The future of the MGSDP is being chartered by the partners to respond to changes resulting from the Flood Risk Management Act and the Local Flood Risk Management Districts that SEPA has established across Scotland. MGSDP can be seen as wholly encompassing the Glasgow area and one of the 13 areas that form the Clyde and Loch Lomond Flood Risk Management District. This district has nominated Glasgow City as the lead agency and so it is expected that MGSDP will operate in partnership with more agencies and from a position of leadership, not just of the Clyde and Loch Lomond Group, but of Scotland.

First test passed
Just four weeks after the White Cart Flood Prevention Scheme had its official inauguration, the new flood defences successfully held back rising water during a storm at the end of November 2011. Officials at Glasgow City Council said that all the defences were monitored throughout the flood threat and they worked extremely well.

It is estimated that nearly £11m of flood damage would have been inflicted on homes and businesses in the south side of the city without the defences.
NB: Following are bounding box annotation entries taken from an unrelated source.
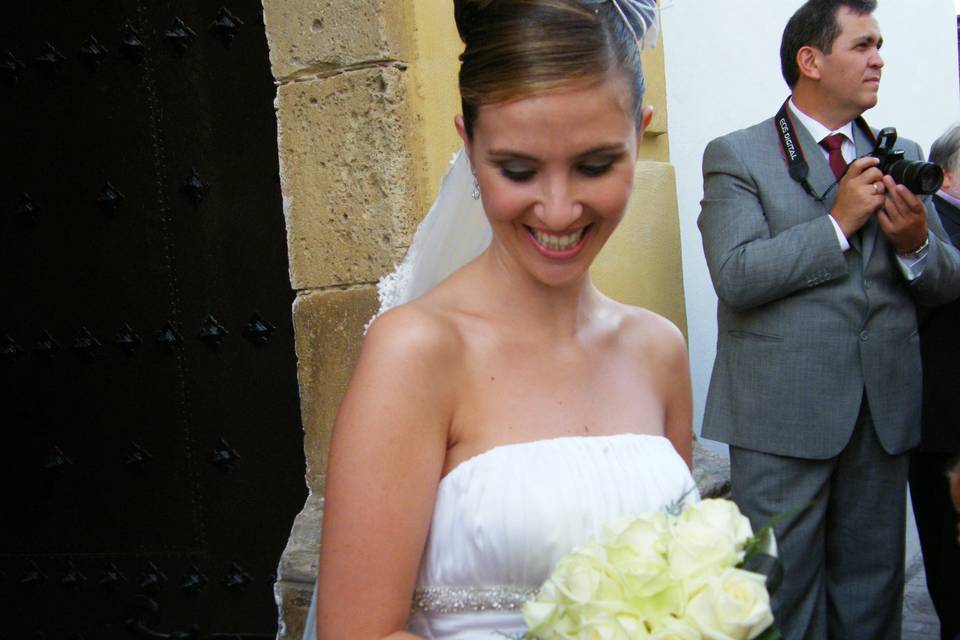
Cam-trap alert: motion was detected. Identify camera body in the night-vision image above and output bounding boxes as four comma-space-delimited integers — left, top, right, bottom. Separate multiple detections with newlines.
867, 127, 943, 195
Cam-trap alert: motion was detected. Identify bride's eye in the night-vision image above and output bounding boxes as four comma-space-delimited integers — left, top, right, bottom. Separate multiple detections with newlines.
500, 162, 534, 182
577, 158, 613, 178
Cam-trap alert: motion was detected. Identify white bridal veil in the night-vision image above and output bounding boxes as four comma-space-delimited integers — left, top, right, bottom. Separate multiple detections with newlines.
366, 148, 491, 324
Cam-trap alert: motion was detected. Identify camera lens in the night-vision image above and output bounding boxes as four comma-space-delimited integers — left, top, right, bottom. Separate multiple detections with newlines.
887, 160, 943, 194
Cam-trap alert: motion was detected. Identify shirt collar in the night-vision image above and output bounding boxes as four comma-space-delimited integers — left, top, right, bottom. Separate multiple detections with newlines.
789, 96, 853, 143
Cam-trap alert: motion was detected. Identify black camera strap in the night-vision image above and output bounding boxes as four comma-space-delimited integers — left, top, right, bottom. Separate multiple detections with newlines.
773, 98, 876, 203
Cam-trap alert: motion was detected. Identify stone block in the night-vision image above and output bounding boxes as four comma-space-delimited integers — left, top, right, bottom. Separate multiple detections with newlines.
293, 286, 379, 496
263, 0, 413, 82
273, 580, 313, 640
693, 439, 730, 498
277, 67, 420, 290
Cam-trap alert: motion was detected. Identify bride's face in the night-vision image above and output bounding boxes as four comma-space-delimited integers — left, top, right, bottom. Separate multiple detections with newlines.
457, 76, 650, 285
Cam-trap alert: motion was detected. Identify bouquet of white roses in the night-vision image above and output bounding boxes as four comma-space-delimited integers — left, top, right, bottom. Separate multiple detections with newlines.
523, 499, 778, 640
The world’s largest ever Hydro-Brake Flow Controls are central to the £53M scheme, which is supported by the MGSDP and is designed to protect 1,750 properties from the risk of flooding. The Hydro-Brake Flow Controls constructed in three dams are designed to hold back water in three flood storage areas, which together have the capability to hold back millions of gallons of floodwater generated by extreme rainfall.

Manufacturer Hydro International says it had to pioneer new manufacturing and installation techniques to construct the 8m-long, 6m-high, cone-shaped devices, which were positioned in dams at Blackhouse and Kittoch. A further three Hydro-Brake Flow Controls were installed in the dam at Kirkland Bridge. With a combined stainless steel weight of more than 60 tonnes, all five are the biggest ever produced.

Normally, a shallow, fast-flowing river, White Cart Water is prone to flash-flooding and water levels can rise by 6m after only 12 hours of rain. During peak storms, the flow controls hold back the White Cart Water and its tributaries, Earn Water and Kittoch Water, causing the storage areas to flood. Water is released downstream at a controlled rate so that it does not overspill new flood defences being constructed in the city.